IQ is supposedly an objective measure of innate intelligence. It’s how smart you are.
Period.
But then why is humanity’s IQ increasing? Are our brains getting better? Our blossoming genius is so profound that every twenty years or so we need a new, harder IQ test just to keep up. (The average person from the year 1900 would score near 70 on today’s test, or on the edge of profound mental retardation.)
I’ve got the brain of a four-year-old. I’ll bet he was glad to be rid of it.
—Groucho Marx
People have suggested that this phenomenon is created by better diets, improved schooling, smaller families, or more liberal child-rearing techniques.
But is there something else going on here?
It turns out that only specific parts of the IQ test show significant increases: modern humans are better than our forebears at spotting abstract patterns and at reordering scrambled pictures, but we are no better than Jefferson, Washington, and Abigail Adams at memorizing sequences of numbers, and our scores for vocabulary and general knowledge are similar.
It turns out the question of increasing IQ is one of priorities and not one of intelligence. While modern humans place value on spotting abstract patterns and connecting widely disparate ideas, our ancestors thought abstract reasoning was silly, preferring a “show me the corn” focus on concrete reasoning.
And so researchers watch with interest today’s shifting priorities. Specifically, we increasingly devalue the ability to store information. No longer does schooling focus on memorizing dates and places and the Declaration of Independence. To a large degree, we’ve off-loaded the storage function of our brains to Google. If we can so easily get information, why memorize it? (This is like a couple generations ago when we realized that machines could add, subtract, multiply, and divide … and lost the ability to do so ourselves.)
Are we living at the top of an IQ bubble in which we can both reason abstractly and recall concrete information? Eventually, will the devaluation of memorization lead to underperformance on the concrete knowledge sections of the IQ test, dragging our overall IQ scores down? Will our IQ bubble pop like the tech and housing bubbles?
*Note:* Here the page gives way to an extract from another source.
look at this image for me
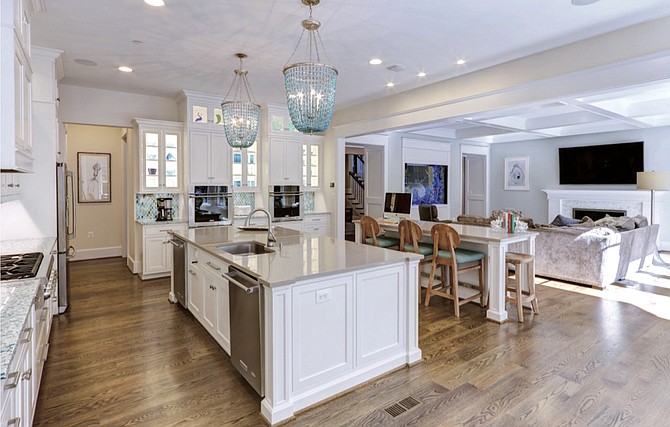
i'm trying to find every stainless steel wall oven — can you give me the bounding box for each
[188,185,233,227]
[268,185,303,222]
In short, are we due to get dumber?
IQ Cycle
As described above, every twenty years or so we design a new, harder test to compensate for steadily rising scores. One effect of this cycle is that around year nineteen of each test’s life span, fewer people earn low scores and fewer public-school students qualify for low-IQ support programs. The enrollment in these programs shrinks and so does their funding. Then, with the adoption of a new, harder test, a glut of students qualifies, overrunning the support system.